Vescent Photonics D2-125 Manual Download Page 14

Last update: 2021/03/02 17:06

d2:laser_servo https://www.vescent.com/manuals/doku.php?id=d2:laser_servo

https://www.vescent.com/manuals/

Printed on 2021/04/17 23:32

Absolute Jump TTL (BNC)

When asserted HIGH (5V) while in LOCK mode, ABSOLUTE JUMP takes the Laser Servo out of lock and
conveys the negative of the voltage on LASER JUMP AMPLITUDE to the SERVO OUTPUT. Thus, a 1 V
input to LASER JUMP AMPLITUDE applies -1 V to SERVO OUTPUT. ABSOLUTE JUMP is useful when one
wants to control the voltage on the integration stages of the loop ﬁlter, or for zeroing the integrators
during auto-locking routines. When returned to LOW (0V), the loop ﬁlter is reengaged. Engaging or
disengaging the ABSOLUTE JUMP is achieved in under 400 μs.

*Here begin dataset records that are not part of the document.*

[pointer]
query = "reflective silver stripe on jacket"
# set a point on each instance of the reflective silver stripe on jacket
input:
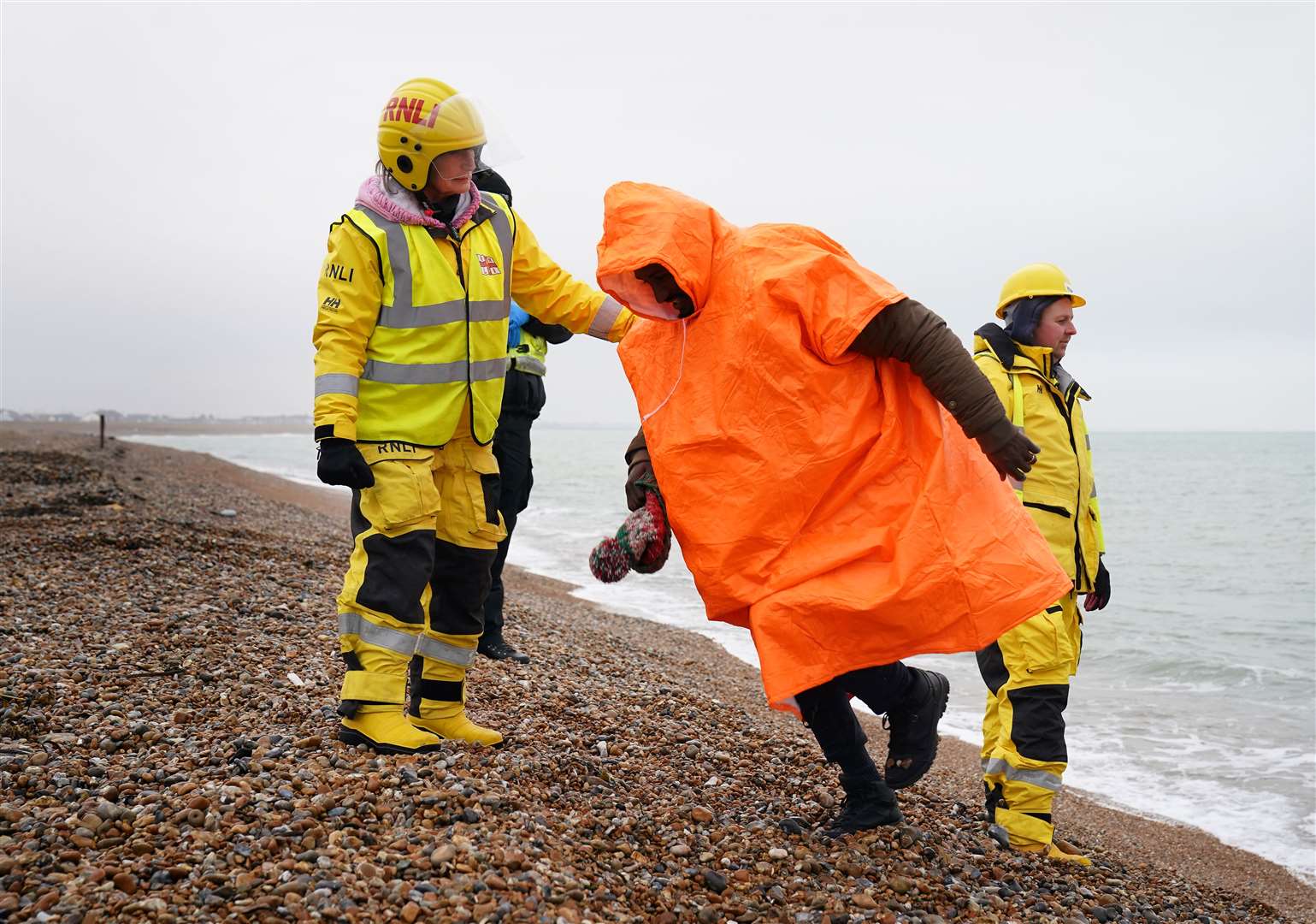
(532, 364)
(380, 636)
(403, 313)
(605, 319)
(1044, 779)
(434, 373)
(440, 650)
(445, 312)
(336, 383)
(399, 257)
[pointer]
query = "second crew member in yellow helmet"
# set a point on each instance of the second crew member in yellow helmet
(410, 353)
(1028, 669)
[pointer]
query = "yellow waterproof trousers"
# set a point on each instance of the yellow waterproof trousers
(414, 599)
(1027, 672)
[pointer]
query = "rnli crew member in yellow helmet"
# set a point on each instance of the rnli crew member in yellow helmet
(410, 353)
(1028, 669)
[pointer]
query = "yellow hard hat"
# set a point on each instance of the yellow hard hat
(422, 120)
(1036, 279)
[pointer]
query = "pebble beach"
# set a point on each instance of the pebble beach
(168, 676)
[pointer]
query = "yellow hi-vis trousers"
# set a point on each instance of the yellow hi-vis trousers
(1027, 672)
(414, 599)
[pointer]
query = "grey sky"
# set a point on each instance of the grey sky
(170, 173)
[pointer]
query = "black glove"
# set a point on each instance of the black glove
(1010, 449)
(341, 464)
(1101, 594)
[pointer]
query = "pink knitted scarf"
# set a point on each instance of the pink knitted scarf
(405, 210)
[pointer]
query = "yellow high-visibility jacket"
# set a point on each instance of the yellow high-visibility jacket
(410, 335)
(1059, 491)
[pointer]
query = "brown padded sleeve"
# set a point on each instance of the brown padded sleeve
(908, 332)
(637, 450)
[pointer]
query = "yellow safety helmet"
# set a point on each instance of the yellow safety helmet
(422, 120)
(1036, 279)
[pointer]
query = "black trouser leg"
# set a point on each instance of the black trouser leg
(827, 713)
(512, 450)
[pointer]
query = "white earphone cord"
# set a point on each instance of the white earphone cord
(681, 370)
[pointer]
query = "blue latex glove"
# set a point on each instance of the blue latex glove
(513, 325)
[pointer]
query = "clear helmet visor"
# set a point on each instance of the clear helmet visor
(495, 151)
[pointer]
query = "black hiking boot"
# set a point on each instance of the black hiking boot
(913, 730)
(498, 649)
(869, 803)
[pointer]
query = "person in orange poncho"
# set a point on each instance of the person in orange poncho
(794, 411)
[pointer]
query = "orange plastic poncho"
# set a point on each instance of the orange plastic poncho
(823, 500)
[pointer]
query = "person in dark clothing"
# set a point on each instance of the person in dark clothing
(522, 400)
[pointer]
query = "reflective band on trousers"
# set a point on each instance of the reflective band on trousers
(445, 312)
(336, 383)
(1044, 779)
(434, 373)
(439, 650)
(607, 317)
(380, 636)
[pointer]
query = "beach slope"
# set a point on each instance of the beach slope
(168, 679)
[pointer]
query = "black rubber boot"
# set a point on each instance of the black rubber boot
(869, 803)
(913, 730)
(498, 649)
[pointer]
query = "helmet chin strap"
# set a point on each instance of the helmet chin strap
(444, 210)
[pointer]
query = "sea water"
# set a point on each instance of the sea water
(1196, 696)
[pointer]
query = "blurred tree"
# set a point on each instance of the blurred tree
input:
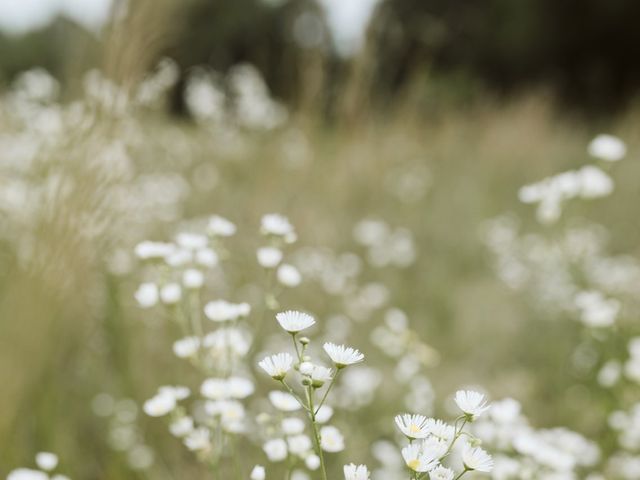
(582, 48)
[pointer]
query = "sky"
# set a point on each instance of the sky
(347, 19)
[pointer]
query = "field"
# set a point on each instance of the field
(411, 245)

When asserted HIGH (5V) while in RAMP mode, ABSOLUTE JUMP applies a DC oﬀset equal to
-1*(LASER JUMP AMPLITUDE) to the ramp signal at SERVO OUTPUT. When asserted LOW while in RAMP
mode, the ramp signal is DC balanced.

When disconnected, ABSOLUTE JUMP is low.

Relative Jump TTL (BNC)

When asserted HIGH (5 V) while in LOCK mode, RELATIVE JUMP engages a sample-and-hold circuit and
takes the Laser Servo out of lock. The voltage on the SERVO OUTPUT is the sample-and-hold value
summed in with the negative of the LASER JUMP AMPLITUDE. For example, if the laser is locked and
the SERVO OUTPUT is -200 mV, then p300 mV on the LASER JUMP AMPLITUDE and engaging
the RELATIVE JUMP will set the SERVO OUTPUT to -200 mV + (-300 mV) = -500 mV. This feature is
useful for jumping the laser relative to its current lock point (say +200 MHz from a locked transition).
When returned to LOW (0 V), the loop ﬁlter is reengaged, enabling the laser to be relocked to a new
lock point (by asserting the trigger low with the LASER JUMP AMP still at a non-zero value). (See

application note here

.) Or the laser can be relocked to its original position (by setting LASER JUMP

AMP to zero before returning the trigger to TTL low). Engaging or disengaging the RELATIVE JUMP is
achieved in under 400 μs.

When asserted HIGH (5V) while in RAMP mode, RELATIVE JUMP applies a DC oﬀset equal to the LASER
JUMP AMPLITUDE to the ramp signal at SERVO OUTPUT. When asserted LOW (0V) while in RAMP mode,
the ramp signal is DC balanced.

When disconnected, RELATIVE JUMP is low.

Ramp TTL

Same as the front panel signal. The RAMP TTL is a trigger synchronous with the ramp. It is used to
trigger an oscilloscope while sweeping the SERVO OUTPUT.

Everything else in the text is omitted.